Over 500 firefighters with helicopters, excavation machinery and sniffer dogs — helped by hundreds of volunteers — are searching for survivors.
Over 500 firefighters with helicopters, excavation machinery and sniffer dogs — helped by hundreds of volunteers — are searching for survivors. (AFP)

A desperate search has been underway for people buried by a deluge of mud that swept through the Brazilian city of Petropolis.

A total of 136 bodies have been retrieved to date, according to civil defence officials, in the normally scenic tourist town some 60 kilometres (37 miles) north of Rio de Janeiro.

"We saw enormous destruction, like scenes of war," President Jair Bolsonaro told reporters after his helicopter flyover on Friday.

He had headed straight for Petropolis on his return to Brazil after an official visit to Russia and Hungary.

More than 500 firefighters with helicopters, excavation machinery and sniffer dogs are continuing the search, even as hopes dwindle of finding survivors after three days.

Officials said late on Friday that 218 people were still missing, some of whom are likely to be among the 57 bodies that are still unidentified.

READ MORE: Brazil mudslide death toll climbs to 110, 134 missing

Homes swept away

Bolsonaro said people had the right to criticise, but "we cannot predict everything that will happen in 8.5 million square kilometres" (3.3 million square miles)  —  the surface area of Brazil.

"This is not the first time a tragedy has happened here," said the president, adding that "we will do our part".

Petropolis and the surrounding region were previously hit by severe storms in January 2011, when more than 900 people died in flooding and landslides.
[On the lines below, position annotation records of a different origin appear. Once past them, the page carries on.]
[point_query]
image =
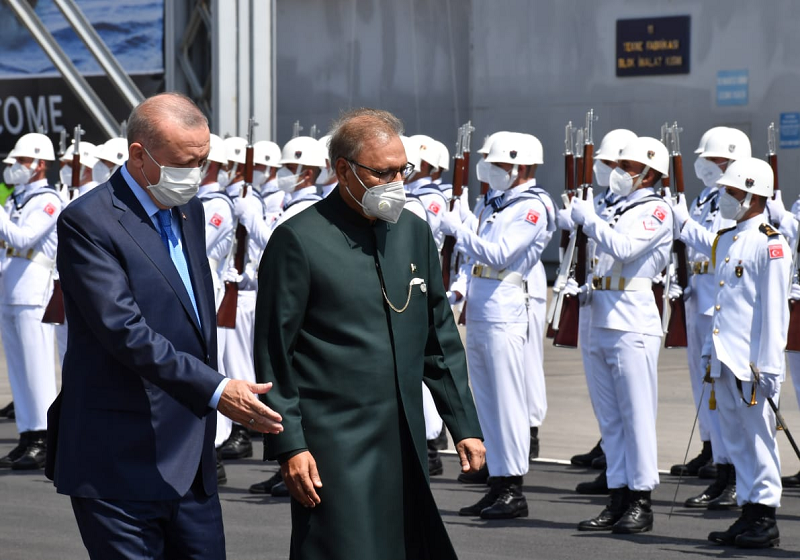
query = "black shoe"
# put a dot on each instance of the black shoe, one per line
(534, 452)
(481, 476)
(691, 468)
(510, 502)
(585, 459)
(16, 453)
(435, 466)
(613, 512)
(596, 487)
(280, 490)
(712, 492)
(238, 445)
(35, 454)
(266, 486)
(639, 516)
(728, 537)
(763, 530)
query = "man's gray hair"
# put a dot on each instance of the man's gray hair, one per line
(353, 128)
(143, 123)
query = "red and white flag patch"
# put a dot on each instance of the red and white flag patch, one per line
(532, 217)
(216, 220)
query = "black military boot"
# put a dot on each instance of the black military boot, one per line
(639, 516)
(16, 453)
(712, 492)
(726, 500)
(692, 467)
(762, 531)
(616, 508)
(728, 537)
(596, 487)
(585, 459)
(35, 454)
(510, 502)
(534, 452)
(238, 445)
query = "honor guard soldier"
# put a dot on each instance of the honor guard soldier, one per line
(504, 250)
(744, 350)
(632, 249)
(698, 225)
(28, 240)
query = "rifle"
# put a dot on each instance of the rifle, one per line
(226, 314)
(675, 334)
(567, 326)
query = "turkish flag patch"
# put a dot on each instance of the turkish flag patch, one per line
(216, 220)
(532, 217)
(660, 213)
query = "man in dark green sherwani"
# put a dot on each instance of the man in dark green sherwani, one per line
(351, 318)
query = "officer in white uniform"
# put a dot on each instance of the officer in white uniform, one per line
(504, 249)
(626, 331)
(28, 240)
(745, 347)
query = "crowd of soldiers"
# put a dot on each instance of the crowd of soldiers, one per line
(735, 233)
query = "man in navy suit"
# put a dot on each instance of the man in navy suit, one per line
(133, 428)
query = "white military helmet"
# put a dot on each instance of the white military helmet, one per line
(613, 142)
(304, 150)
(87, 157)
(444, 156)
(235, 148)
(648, 151)
(217, 150)
(751, 175)
(706, 135)
(729, 143)
(267, 153)
(34, 145)
(114, 151)
(511, 147)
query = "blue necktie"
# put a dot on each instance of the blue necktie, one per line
(170, 241)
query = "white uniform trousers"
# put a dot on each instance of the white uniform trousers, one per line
(496, 360)
(749, 434)
(433, 422)
(626, 383)
(29, 344)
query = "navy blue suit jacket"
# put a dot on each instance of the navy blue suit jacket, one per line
(132, 421)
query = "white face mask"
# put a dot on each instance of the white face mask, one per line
(621, 182)
(482, 170)
(732, 209)
(499, 179)
(287, 180)
(19, 174)
(708, 172)
(602, 173)
(176, 185)
(385, 202)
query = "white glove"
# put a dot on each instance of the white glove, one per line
(776, 208)
(232, 275)
(583, 210)
(770, 384)
(451, 223)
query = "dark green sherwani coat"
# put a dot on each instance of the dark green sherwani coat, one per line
(348, 373)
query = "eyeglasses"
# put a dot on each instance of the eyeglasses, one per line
(387, 175)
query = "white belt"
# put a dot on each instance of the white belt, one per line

On Tuesday, the streets of the city were turned into torrential rivers of mud that swept away homes, cars and trees following the heaviest rains to hit the region since 1932.
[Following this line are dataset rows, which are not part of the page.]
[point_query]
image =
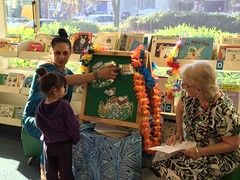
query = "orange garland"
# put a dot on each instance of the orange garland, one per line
(149, 105)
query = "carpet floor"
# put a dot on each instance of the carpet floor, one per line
(13, 164)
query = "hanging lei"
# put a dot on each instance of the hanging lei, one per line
(147, 93)
(173, 83)
(87, 54)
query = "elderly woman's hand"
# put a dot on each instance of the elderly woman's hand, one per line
(173, 139)
(192, 153)
(108, 72)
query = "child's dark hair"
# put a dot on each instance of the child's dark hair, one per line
(61, 38)
(48, 81)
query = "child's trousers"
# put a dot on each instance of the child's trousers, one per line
(58, 158)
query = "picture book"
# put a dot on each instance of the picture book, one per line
(195, 48)
(81, 42)
(232, 54)
(134, 40)
(27, 81)
(107, 40)
(221, 55)
(6, 110)
(162, 47)
(130, 41)
(167, 104)
(14, 79)
(3, 79)
(18, 112)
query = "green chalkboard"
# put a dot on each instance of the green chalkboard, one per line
(111, 102)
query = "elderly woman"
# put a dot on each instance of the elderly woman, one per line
(204, 115)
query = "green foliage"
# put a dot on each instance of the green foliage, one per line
(223, 22)
(109, 28)
(25, 63)
(52, 28)
(25, 34)
(185, 30)
(83, 26)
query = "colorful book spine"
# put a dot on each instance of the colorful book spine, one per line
(162, 46)
(195, 48)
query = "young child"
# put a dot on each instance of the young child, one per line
(58, 124)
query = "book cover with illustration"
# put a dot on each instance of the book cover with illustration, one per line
(130, 41)
(108, 40)
(81, 42)
(3, 79)
(232, 54)
(18, 112)
(162, 47)
(6, 110)
(230, 40)
(14, 79)
(221, 55)
(196, 48)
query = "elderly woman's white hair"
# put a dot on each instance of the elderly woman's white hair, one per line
(201, 75)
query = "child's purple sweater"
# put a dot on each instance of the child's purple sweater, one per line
(57, 122)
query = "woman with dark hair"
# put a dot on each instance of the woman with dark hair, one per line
(61, 51)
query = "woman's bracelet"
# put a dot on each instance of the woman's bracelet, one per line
(197, 152)
(95, 75)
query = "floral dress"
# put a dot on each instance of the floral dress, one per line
(205, 127)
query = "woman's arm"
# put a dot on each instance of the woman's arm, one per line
(179, 116)
(178, 135)
(228, 144)
(109, 72)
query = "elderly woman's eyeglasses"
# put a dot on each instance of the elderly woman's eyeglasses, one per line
(185, 86)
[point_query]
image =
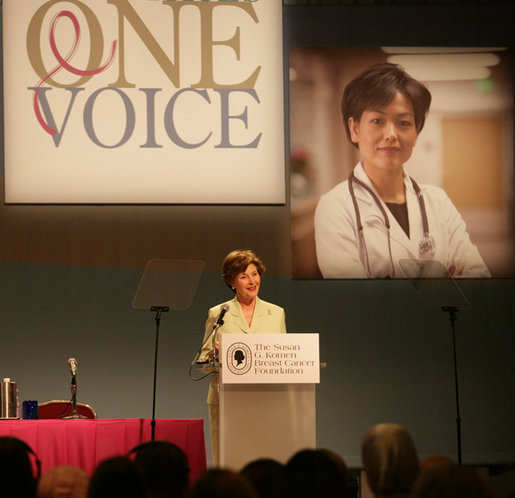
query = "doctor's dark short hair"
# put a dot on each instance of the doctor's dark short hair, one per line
(376, 88)
(236, 262)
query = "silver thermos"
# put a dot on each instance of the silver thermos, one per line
(9, 399)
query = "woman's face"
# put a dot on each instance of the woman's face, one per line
(246, 284)
(385, 137)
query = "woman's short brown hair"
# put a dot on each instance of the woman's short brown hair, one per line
(376, 87)
(236, 262)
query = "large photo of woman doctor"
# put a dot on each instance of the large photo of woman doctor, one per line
(366, 225)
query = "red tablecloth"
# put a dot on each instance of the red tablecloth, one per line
(84, 443)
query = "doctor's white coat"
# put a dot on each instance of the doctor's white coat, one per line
(342, 253)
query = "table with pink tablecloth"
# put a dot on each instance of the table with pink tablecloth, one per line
(84, 443)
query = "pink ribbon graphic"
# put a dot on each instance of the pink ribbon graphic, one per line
(63, 63)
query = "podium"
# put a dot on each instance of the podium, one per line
(267, 396)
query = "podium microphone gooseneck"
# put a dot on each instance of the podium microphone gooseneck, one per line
(219, 322)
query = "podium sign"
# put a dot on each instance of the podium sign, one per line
(270, 358)
(267, 396)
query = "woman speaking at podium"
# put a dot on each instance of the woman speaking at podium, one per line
(244, 314)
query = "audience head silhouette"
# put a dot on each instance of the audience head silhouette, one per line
(222, 483)
(450, 480)
(315, 472)
(164, 467)
(116, 477)
(389, 459)
(16, 472)
(63, 481)
(266, 475)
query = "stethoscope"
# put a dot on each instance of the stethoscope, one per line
(426, 246)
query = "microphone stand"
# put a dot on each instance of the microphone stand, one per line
(158, 310)
(452, 310)
(214, 360)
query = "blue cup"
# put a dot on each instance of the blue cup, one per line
(30, 410)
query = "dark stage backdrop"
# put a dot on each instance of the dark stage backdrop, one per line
(68, 275)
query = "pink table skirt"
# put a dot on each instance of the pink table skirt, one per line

The alarm bells rang once again on Friday morning in areas at high risk of landslides in the city of 300,000 people.

"There is a risk of landslides...be careful, move to a safe place," came the message over loudhailers amid renewed heavy rain in the early morning, which later subsided.

Pope Francis sent a message of condolences on Friday, and assured the community in a statement from the Vatican of his "participation in the grief of all those who are bereaved or who have been deprived of their possessions."

Tuesday's was the latest in a series of deadly storms — which experts say are made worse by climate change — to hit Brazil in the past three months.